Eagle Ralph C, Shields Carol L, Bianciotto Carlos, Jabbour Pascal, Shields Jerry A
Ophthalmic Pathology Laboratory, Wills Eye Institute, Philadelphia, PA 19107, USA.
Arch Ophthalmol. 2011 Nov;129(11):1416-21. doi: 10.1001/archophthalmol.2011.223. Epub 2011 Jul 11.
To describe histopathologic observations in eyes enucleated after intra-arterial chemotherapy (IAC) for retinoblastoma (Rb).
Retrospective histopathologic analysis of 8 eyes.
The eyes were enucleated for tumor viability (n = 4), neovascular glaucoma (n = 2), anaphylactic reaction from IAC (n = 1), and persistent retinal detachment with poor visualization of the tumor (n = 1). Of the 2 eyes judged clinically with complete tumor regression and the 5 with viable tumor, the findings were confirmed on histopathology. The Rb response ranged from minimal (n = 1) to moderate (n = 1) to extensive (n = 4) to complete regression (n = 2). Viable vitreous seeds (n = 4 eyes), invasion into the optic nerve (n = 3), reaching the lamina cribrosa in 2 cases, and invasion into the choroid (n = 1) were observed. Histopathologic evidence of ischemic atrophy involving the outer retina and choroid was found in 4 eyes. One eye treated at another center with IAC and enucleated by our team for recurrence was observed to have extensive choroidal and outer retinal atrophy. This case showed orbital vascular occlusion and subendothelial smooth muscle hyperplasia. Intravascular birefringent foreign material was observed in 5 cases within occluded vessels, stimulating a granulomatous inflammatory response. The foreign material comprised cellulose fibers (n = 3), synthetic fabric fibers (n = 1), or unknown composition (n = 2). Thrombosed blood vessels were identified in 5 eyes and involved ciliary arteries in the retrobulbar orbit (n = 5), scleral emissarial canals (n = 1), small choroidal vessels (n = 1), and central retinal artery (n = 1).
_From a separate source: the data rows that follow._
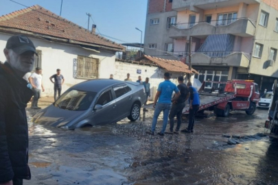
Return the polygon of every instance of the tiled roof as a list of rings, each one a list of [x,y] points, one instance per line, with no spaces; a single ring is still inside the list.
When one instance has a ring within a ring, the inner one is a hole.
[[[12,28],[94,45],[114,50],[124,47],[60,17],[38,5],[0,16],[0,28]]]
[[[197,71],[194,69],[192,69],[192,70],[189,71],[189,68],[187,64],[178,60],[166,60],[146,55],[144,55],[136,60],[142,61],[143,59],[147,59],[148,60],[154,63],[157,66],[159,66],[168,71],[185,73],[189,74],[198,73]]]

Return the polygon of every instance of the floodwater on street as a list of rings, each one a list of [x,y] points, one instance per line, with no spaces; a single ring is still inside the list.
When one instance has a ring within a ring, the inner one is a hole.
[[[32,178],[26,184],[278,184],[278,145],[256,134],[264,132],[267,110],[198,118],[194,133],[164,137],[157,134],[162,113],[154,136],[146,134],[151,110],[141,110],[134,123],[124,119],[74,131],[35,125],[30,121],[35,112],[27,112]],[[238,136],[239,144],[228,145],[223,134]]]

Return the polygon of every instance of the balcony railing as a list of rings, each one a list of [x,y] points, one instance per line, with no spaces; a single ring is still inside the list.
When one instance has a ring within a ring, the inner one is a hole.
[[[243,54],[248,59],[251,59],[251,54],[244,53],[242,51],[205,51],[205,52],[198,52],[198,51],[193,51],[192,52],[192,55],[194,54],[198,54],[198,53],[202,53],[204,55],[206,55],[207,56],[209,56],[211,58],[225,58],[227,56],[231,55],[231,54],[235,54],[235,53],[240,53],[240,54]],[[168,54],[171,54],[174,57],[176,58],[186,58],[189,56],[189,52],[172,52],[172,53],[168,53]]]
[[[194,25],[198,23],[209,23],[211,25],[214,26],[226,26],[229,25],[233,22],[235,22],[238,20],[248,20],[250,21],[252,24],[255,27],[255,21],[253,21],[248,18],[229,18],[229,19],[218,19],[218,20],[211,20],[211,21],[199,21],[199,22],[194,22],[194,23],[175,23],[171,24],[172,26],[174,26],[178,29],[189,29]]]

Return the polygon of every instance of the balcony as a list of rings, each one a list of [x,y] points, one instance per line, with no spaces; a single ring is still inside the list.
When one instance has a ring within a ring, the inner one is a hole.
[[[250,54],[241,51],[196,52],[192,54],[192,62],[194,65],[247,68],[250,57]]]
[[[247,18],[216,20],[207,22],[178,23],[172,25],[169,36],[173,38],[186,38],[189,36],[205,38],[208,35],[229,34],[247,37],[255,34],[255,21]]]
[[[209,1],[209,2],[208,2]],[[172,8],[176,11],[189,10],[199,12],[202,10],[211,10],[218,8],[236,6],[240,3],[246,4],[259,3],[260,0],[175,0]]]

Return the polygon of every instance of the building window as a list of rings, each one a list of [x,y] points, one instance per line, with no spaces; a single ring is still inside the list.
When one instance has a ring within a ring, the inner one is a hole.
[[[274,29],[274,31],[278,32],[278,18],[276,18],[275,28]]]
[[[195,78],[200,80],[200,82],[204,81],[213,82],[227,82],[228,80],[229,71],[198,71],[198,75],[195,75]],[[211,88],[212,86],[219,88],[224,86],[224,84],[218,84],[216,83],[207,83],[206,87]]]
[[[150,19],[150,25],[158,25],[159,24],[159,18]]]
[[[195,25],[196,22],[196,15],[189,15],[189,27],[192,27]]]
[[[254,56],[257,58],[262,57],[262,53],[263,50],[264,45],[261,44],[256,43],[254,49]]]
[[[259,25],[267,27],[269,14],[266,12],[262,11],[261,18],[259,19]]]
[[[217,25],[228,25],[235,22],[238,18],[238,12],[218,14]]]
[[[276,60],[276,56],[277,54],[277,50],[274,48],[270,48],[270,52],[269,53],[268,60]]]
[[[36,52],[38,53],[38,56],[35,55],[35,64],[34,65],[34,69],[32,71],[36,71],[36,67],[41,68],[41,50],[36,50]]]
[[[76,77],[78,78],[97,78],[98,64],[98,59],[78,56]]]
[[[167,28],[170,28],[171,25],[176,24],[176,16],[168,17],[167,19]]]
[[[170,53],[174,52],[174,44],[173,43],[167,43],[165,44],[165,54],[169,55]]]
[[[157,49],[157,44],[150,44],[149,49]]]

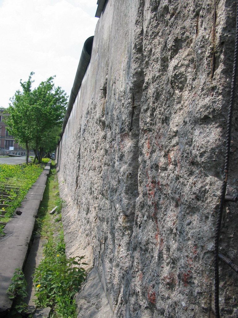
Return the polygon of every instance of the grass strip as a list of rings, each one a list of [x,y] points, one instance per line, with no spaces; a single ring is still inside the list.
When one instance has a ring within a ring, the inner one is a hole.
[[[59,197],[54,162],[47,182],[38,212],[37,226],[42,237],[47,240],[44,258],[36,269],[34,281],[36,304],[53,308],[51,318],[76,318],[77,308],[74,298],[85,280],[82,265],[84,256],[67,258],[65,253],[61,209],[63,201]],[[50,212],[56,205],[55,213]]]

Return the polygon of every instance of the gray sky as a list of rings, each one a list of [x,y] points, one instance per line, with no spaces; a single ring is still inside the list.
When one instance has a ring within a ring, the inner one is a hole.
[[[33,87],[56,76],[69,95],[97,0],[0,0],[0,107],[34,72]]]

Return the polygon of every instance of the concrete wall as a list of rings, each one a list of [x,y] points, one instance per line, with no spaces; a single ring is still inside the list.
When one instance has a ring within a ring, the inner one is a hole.
[[[99,20],[56,158],[68,252],[96,266],[115,317],[215,316],[234,2],[216,1],[215,24],[213,0],[109,0]],[[235,208],[220,245],[238,263]],[[220,271],[221,316],[236,317],[236,274]]]

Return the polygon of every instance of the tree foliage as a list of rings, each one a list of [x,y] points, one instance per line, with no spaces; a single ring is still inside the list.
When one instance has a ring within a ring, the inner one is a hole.
[[[8,130],[16,140],[26,145],[27,162],[29,145],[35,150],[34,161],[40,153],[39,162],[43,149],[50,151],[55,148],[68,97],[61,87],[55,86],[55,76],[32,90],[34,74],[31,73],[26,81],[20,81],[22,90],[17,91],[10,100],[7,110],[9,114],[5,121]]]

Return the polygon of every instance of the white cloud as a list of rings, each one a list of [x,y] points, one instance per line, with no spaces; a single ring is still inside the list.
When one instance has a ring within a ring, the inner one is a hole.
[[[35,84],[56,75],[70,93],[83,46],[94,35],[96,0],[0,0],[0,107],[35,74]]]

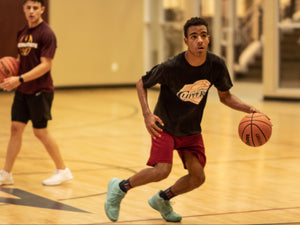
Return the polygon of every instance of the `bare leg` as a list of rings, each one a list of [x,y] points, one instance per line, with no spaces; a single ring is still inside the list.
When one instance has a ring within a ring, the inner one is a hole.
[[[21,150],[22,135],[25,126],[26,124],[21,122],[12,121],[11,123],[11,133],[7,146],[6,159],[4,165],[4,170],[9,173],[12,171],[15,160]]]
[[[47,152],[55,163],[56,169],[64,170],[65,164],[61,157],[59,147],[53,137],[48,132],[47,128],[33,129],[35,136],[43,143]]]
[[[167,178],[171,172],[172,164],[158,163],[153,168],[143,169],[129,178],[132,187],[141,186],[151,182],[158,182]]]
[[[205,181],[203,166],[197,157],[191,153],[186,153],[184,159],[189,173],[177,180],[171,187],[171,190],[175,195],[189,192],[202,185]]]

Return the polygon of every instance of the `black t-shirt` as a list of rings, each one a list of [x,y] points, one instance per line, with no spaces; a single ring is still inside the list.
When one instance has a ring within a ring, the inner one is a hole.
[[[232,87],[224,60],[211,52],[199,67],[191,66],[182,52],[153,67],[142,80],[144,88],[160,84],[154,114],[164,122],[163,130],[175,136],[201,133],[210,87],[214,85],[220,91]]]

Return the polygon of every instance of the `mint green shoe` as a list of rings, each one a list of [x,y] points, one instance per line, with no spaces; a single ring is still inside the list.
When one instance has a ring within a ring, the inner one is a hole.
[[[170,201],[159,196],[159,192],[148,200],[149,205],[160,212],[162,217],[168,222],[180,222],[181,216],[173,211]]]
[[[121,179],[113,178],[109,181],[107,188],[105,213],[113,222],[117,221],[119,218],[120,204],[126,194],[119,187],[121,181]]]

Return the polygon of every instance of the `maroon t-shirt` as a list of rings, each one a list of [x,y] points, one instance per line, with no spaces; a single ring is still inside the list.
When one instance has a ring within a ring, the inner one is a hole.
[[[57,47],[56,37],[46,22],[34,28],[26,25],[18,32],[17,41],[18,53],[21,57],[19,74],[26,73],[40,64],[41,57],[54,58]],[[24,94],[34,94],[40,91],[53,92],[51,71],[35,80],[21,84],[17,90]]]

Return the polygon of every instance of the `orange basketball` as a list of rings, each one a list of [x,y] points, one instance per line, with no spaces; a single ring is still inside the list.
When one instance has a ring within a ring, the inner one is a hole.
[[[0,83],[10,76],[17,76],[19,72],[19,62],[16,58],[5,56],[0,59]]]
[[[250,113],[244,116],[239,124],[241,140],[253,147],[265,144],[271,137],[272,123],[262,113]]]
Retinoblastoma can be controlled with IAC, but histopathology of enucleated eyes reveals that ocular complications including thromboembolic events can occur.
描述视网膜母细胞瘤(Rb)动脉内化疗(IAC)后摘除眼球的组织病理学观察结果。
对8只眼球进行回顾性组织病理学分析。
摘除眼球的原因包括肿瘤存活(n = 4)、新生血管性青光眼(n = 2)、IAC过敏反应(n = 1)以及持续性视网膜脱离且肿瘤显示不清(n = 1)。临床判断为肿瘤完全消退的2只眼球以及肿瘤存活的5只眼球,组织病理学结果证实了临床判断。Rb的反应范围从最小(n = 1)到中度(n = 1)、广泛(n = 4)至完全消退(n = 2)。观察到存活的玻璃体种植(n = 4只眼)、视神经侵犯(n = 3),其中2例到达筛板,脉络膜侵犯(n = 1)。4只眼中发现涉及外层视网膜和脉络膜的缺血性萎缩的组织病理学证据。我们团队对1只在另一个中心接受IAC治疗后因复发而摘除的眼球进行观察,发现有广泛的脉络膜和外层视网膜萎缩。该病例显示眼眶血管闭塞和内皮下平滑肌增生。在闭塞血管内观察到5例血管内双折射异物,引发肉芽肿性炎症反应。异物包括纤维素纤维(n = 3)、合成织物纤维(n = 1)或成分不明(n = 2)。5只眼中发现血栓形成的血管,涉及球后眼眶的睫状动脉(n = 5)、巩膜导血管(n = 1)、脉络膜小血管(n = 1)和视网膜中央动脉(n = 1)。
IAC可控制视网膜母细胞瘤,但摘除眼球的组织病理学显示可能发生包括血栓栓塞事件在内的眼部并发症。